WikiLeaks to release Iraq war files very soon: spokesman (Update)
Whistleblowing website WikiLeaks will not publish some 400,000 secret reports on the Iraq war on Monday as had been widely rumoured, but they would be available "very soon", a spokesman said.
"There are rumours that have been floating around for some time, there is nothing you can do about it, they're obviously not correct. I can confirm that there's nothing coming out today," Kristinn Hrafnsson, a close collaborator of founder Julian Assange, told AFP.
"I can say with certainty that WikiLeaks will publish something very soon. We don't comment on what we are working on and don't give any exact dates," he said.
Assange also refused to give an exact date for the publication of the documents.
"WikiLeaks does not speak about upcoming releases dates," he wrote in an online article, the authenticity of which was confirmed by Hrafnsson.
"Indeed, with very rare exceptions we do not communicate any specific information about upcoming releases, since that simply provides fodder for abusive organisations to get their spin machines ready," he said.

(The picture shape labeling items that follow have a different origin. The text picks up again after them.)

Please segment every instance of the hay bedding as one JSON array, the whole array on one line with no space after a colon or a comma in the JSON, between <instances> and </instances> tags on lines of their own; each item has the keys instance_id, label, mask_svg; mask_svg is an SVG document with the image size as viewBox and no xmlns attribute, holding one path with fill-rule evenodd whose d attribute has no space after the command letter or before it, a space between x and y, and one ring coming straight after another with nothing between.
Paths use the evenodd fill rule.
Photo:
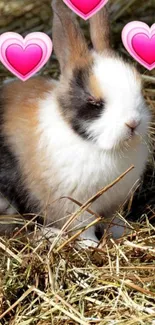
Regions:
<instances>
[{"instance_id":1,"label":"hay bedding","mask_svg":"<svg viewBox=\"0 0 155 325\"><path fill-rule=\"evenodd\" d=\"M110 2L114 47L129 60L120 33L132 20L155 22L154 0ZM81 26L89 41L87 23ZM51 35L50 0L0 0L0 33ZM135 63L136 64L136 63ZM155 70L141 70L144 95L155 111ZM54 57L41 74L58 76ZM1 81L12 75L0 65ZM150 129L153 152L154 124ZM151 155L141 188L131 200L130 216L138 216L132 235L113 241L106 235L96 250L60 237L52 246L17 233L0 238L0 324L155 324L154 157ZM128 211L126 211L126 214ZM34 240L35 238L35 240Z\"/></svg>"}]
</instances>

The Pentagon scoured through an Iraq war database Monday to prepare for potential fallout from an expected release by WikiLeaks of some 400,000 secret military reports.
The massive release is set to dwarf the whistleblower website's publication of 77,000 classified US military documents on the war in Afghanistan in July, including the names of Afghan informants and other details from raw intelligence reports.

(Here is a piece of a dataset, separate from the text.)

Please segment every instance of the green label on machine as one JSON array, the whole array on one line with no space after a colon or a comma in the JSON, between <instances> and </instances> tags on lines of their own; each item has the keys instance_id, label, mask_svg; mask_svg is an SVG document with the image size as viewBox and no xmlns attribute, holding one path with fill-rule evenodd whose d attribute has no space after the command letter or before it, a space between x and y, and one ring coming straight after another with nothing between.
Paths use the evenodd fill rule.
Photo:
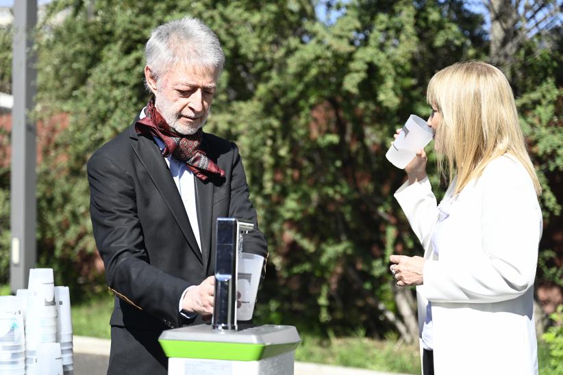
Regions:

Assange was on Monday denied a permit to live and work in Sweden, where he is being investigated after a complaint of rape filed by two Swedish women in August. He denies any wrongdoing.
WikiLeaks has not identified the source of the documents it obtained but suspicion has fallen on Bradley Manning, a US Army intelligence analyst who is currently in military custody.
Manning was arrested in May following the release by WikiLeaks of video footage of a US Apache helicopter strike in Iraq in which civilians died and has been charged with delivering defence information to an unauthorised source.